The Watch App, that is installed on the device, consists of the storyboard and all related static resources, packed in a bundle. This bundle is static, meaning that adding or changing any of the resources, views, images etc. is not possible at runtime.
This static client-server model imposes several limitations on the iOS developer that wants to add a Watch app to their repetoire, and it’s probably one of the primary reasons why some developers didn’t react positively. Another popular remark is about animations: they are simply unsupported. The only way to mimic an animation is by packing individual frames into the watch app, and then simulating the animation by displaying images in a sequence. Good news is that by naming frames sequentially you can automate the animation directly from the Interface Builder, although the same can be done from code with a single invocation of an image control method.
However Apple has already announced that a new version will be released sometimes next year, with support for native applications, for which there are no further details yet.
The Apple Watch Framework: A Quick Look
WatchKit doesn’t use, inherits or specializes UIKit. A new framework has been implemented, specifically designed, and optimized for the watch, for its tiny display and for the limited hardware. The framework consists of 15 classes only, 12 of which are UI components (label, button, etc.).
The most important class exposed by the framework is
WKInterfaceController, which is the WatchKit counterpart of
UIViewController. So what in iOS (and OSX) is called the view controller, in Apple Watch is aninterface controller.
Without digging too deeply, the most noticeable improvement over UIKit, from an Apple developer’s perspective, is the establishment of a pattern to pass data between interface controllers. A quick look at the initializer:
Swift init(context: AnyObject?) // context from pushing controller or nil
reveals that it’s possible to provide an arbitrary object to an interface controller instance (called the
contextin all APIs), simplifying and standardizing passing data from one interface controller to another. The only downside is that the object is not of a generic type, but an opaque
AnyObject which must be downcast to the expected type inside the initializer of the destination interface controller. That’s probably a trade off for still having (and probably also wanting) to keep using Objective C.

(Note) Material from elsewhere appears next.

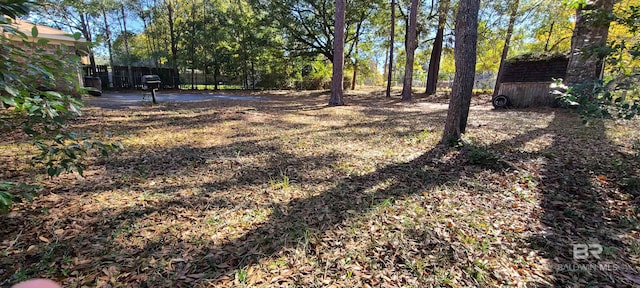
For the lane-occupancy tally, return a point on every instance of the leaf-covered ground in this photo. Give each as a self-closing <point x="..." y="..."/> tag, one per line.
<point x="289" y="192"/>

The interface controller life cycle is simplified if compared to the view controller counterpart, consisting of 3 transitions only:
init: invoked when the object is instantiated
willActivate: invoked when the content is about to be displayed
didDeactivate: invoked when the interface has just been hidden
Besides showing content to the user, the interface controller is also responsible for:
- handling user interactions
- managing a contextual menu
- coordinate handoff activity
- respond to notification
Is Apple WatchKit Ready?
With the several limitations, the watch kit may appear as an immature product. And in reality it is. It doesn’t support native watch applications, not to mention that there is no watch device in the market yet, so developers are still unable to test their apps and have a real feeling and feedback of how the app works.
Ok, there’s a simulator, which actually is not an independent simulator, but accessible as an external display to the iOS simulator (via the Hardware -> External Displays menu). But a simulator never replaces a real device – good during development and for debugging, but not enough.
The WatchKit is just a preview, a beta version, an appetizer, which is going to evolve with every new release. iOS developers have got the first version, let’s play with it and let’s try to get the most out of it.